Specializes in E/R, Med/Surg, PCU, Mom-Baby, ICU, more.
A good reason to completely disconnect health insurance and employment.

Eventually you do Single-payer health care but you don't do it while your economy is in shambles. Obama was foolish doing this at this time.

Also from your CBO link:

"CBO estimates that the ACA will reduce the total number of hours worked, on net, by about 1.5 per cent to 2.0 per cent during the period of 2017 to 2024, almost entirely because workers will choose to supply less labor ..." (bolding mine)

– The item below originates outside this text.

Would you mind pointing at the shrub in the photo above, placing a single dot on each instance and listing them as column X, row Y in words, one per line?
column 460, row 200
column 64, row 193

As Muno noted, the expectation is not that people are going to "lose" their jobs; people who are currently working only in order to maintain insurance coverage will choose to work part-time or not at all (in their current jobs, at least). Choosing to reduce your work hours or leave your job entirely is not "losing" your job. The jobs will still be there, and people who need to work (perhaps many of the currently unemployed) can be hired into them. What part of that is so hard to understand?

However they failed to mention that employers were reducing workers hours to part time so that they would not be required to furnish insurance. Cause and effect.

And how many employers actually did that? There was so much backlash against employers that even stated they might do it rather than look at other options. The more common response was to raise prices or stop providing insurance.

Specializes in Critical Care.
Eventually you do universal healthcare but you don't do it while your economy is in shambles. Obama was foolish doing this at this time.

Obamacare is not universal healthcare. There's good reason to believe that the amount we spend on healthcare, and it's resulting negative impact on the economy, is far more due to our lack of a universal system, which is far cheaper to administer, than it is to moving to much towards a system that is universal through all stages of a disease process, not just when it becomes it's most expensive. Reducing the strain that healthcare costs put on the economy is actually one of the best things you can do in a bad economy.

It's not what I would consider moral, but I'd prefer a system that was at least consistent to our current one. Either we guarantee treatment of a condition, or we don't, but this half-and-half thing is idiotic.

Specializes in NICU, PICU, Transport, L&D, Hospice.

So we all understand that some are terribly unhappy with "Obamacare".

What are the proposed improvements or what is the preferred method to enable all American citizens to gain access to affordable preventative and acute health care in this country?

I'm okay with the notion of repealing the ACA.

Will it be replaced?

Will insurers again be allowed to disqualify those with pre-existing conditions?

Will parents be able to keep their young adult children on their policy regardless of college attendance?

Should we get rid of EMTALA in effort to reduce our health care costs as part of GDP?

Will the amount of insurance premiums spent on actual health care vs. "overhead" go back down if we repeal the ACA? Will the insurer get to keep 25, 30, 40% of premiums to pay for executive salary and bonus packages again?

Will we see a return to the previous pattern of rate and cost hikes (>119% between 1999 and 2008) when we repeal the ACA?

We understand that so many people are so unhappy with the ACA and want it repealed.

We simply don't understand what the plan is after the repeal. We don't understand what improvements or replacements are planned.

Will it just go back to the way it was before?

Perhaps rather than calling liberals names and trying to incite agravation and irritation some concrete ideas for improving our health insurance system could be explored by those who hold such deeply felt animus for the ACA.

In the absence of that we are left with the notion that some Americans are just too poor or too ill or too stupid and they should be allowed to die because that is what is most fiscally responsible for the American government and society.